Forum Moderators: open
Recap: For 5 days in late January '09 an authentic Googlebot crawled part of my Godaddy hosted site. The server logs showed it coming from IP addresses owned by Godaddy. I whitelist UAs according to authenticated IP ranges, so these requests got 403'd, showed as errors at Google Webmaster Tools, then eventually were dropped from Google index.
Explanation: According to Godaddy Support (took only to 38 days) when their admins are alerted to a security issue that merits a certain level of action, affected hosting accounts are put behind a firewall. During this time some requests might be logged as coming from within the Godaddy network itself. This action should only affect those hosting accounts that use a dedicated IP address.
So some (unrelated I assume) security issue warranted this level of action from the Godaddy admins. Only problem with this explanation is that the site in question was *not* using a dedicated IP address at the time. I added the dedicated IP address later as a preventative measure (suggested by Godaddy support LOL) because of this blunder. Needless to say, I removed the dedicated IP address and was given a full refund by Godaddy.
So there it is. Godaddy takes responsibility, but is ambiguous and contradictory in their explanation. They won't define their measures any further citing security issues. I assume I am still at risk, but at least I now know that Googlebot did not crawl under a non-authenticated IP range nor stumble upon an open proxy.
My site has only just recovered; the last of 50 dropped web pages being added back yesterday. Loss of ad revenue, traffic, ranking, and future potential all considered a write-off due to shared hosting.
I'm not buying that it was an authentic Googlebot but I know you obviously saw something that was very unusual.
What I don't understand is your current thread. What sort of security issue existed that prompted GoDaddy to do something? I'm not even sure what they did.
One thing that might help is to call a special logging script when your custom 403 error page is accessed. This script can log the 403 error separately from your usual error log, and attempt to log *all known* HTTP headers. You see some interesting things when you do this... things such as the HTTP From header (which with a genuine Googlebot access will always give an e-mail address at Google), the proxy-related headers, and the Accept, Accept-Encoding, and Accept-Language headers, all of which could also be checked for validity...
Jim
What I don't understand is your current thread. What sort of security issue existed that prompted GoDaddy to do something? I'm not even sure what they did.
It sounds like GoDaddy provided the "proxy" by forwarding requests from their firewall. Therefore, the Remote_Addr might have been within a GoDaddy range.

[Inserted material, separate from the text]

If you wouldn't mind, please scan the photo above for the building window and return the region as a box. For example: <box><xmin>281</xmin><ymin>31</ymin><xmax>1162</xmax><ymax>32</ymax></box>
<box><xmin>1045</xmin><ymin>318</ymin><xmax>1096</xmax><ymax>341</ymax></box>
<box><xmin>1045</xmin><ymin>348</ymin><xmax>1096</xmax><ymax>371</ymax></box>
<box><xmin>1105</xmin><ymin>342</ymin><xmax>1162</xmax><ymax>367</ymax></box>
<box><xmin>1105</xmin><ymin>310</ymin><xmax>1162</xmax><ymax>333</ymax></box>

But at the same time, you might also have been able to check for an HTTP Via and/or X-Forwarded-For header.
My intent of this follow-up thread is to show the reason why Googlebot logged from an IP address owned by Godaddy so that other webmasters may have an account to reference. I did not have this account when I searched for an answer when all this occurred so many more web pages fell victim until I figured it out.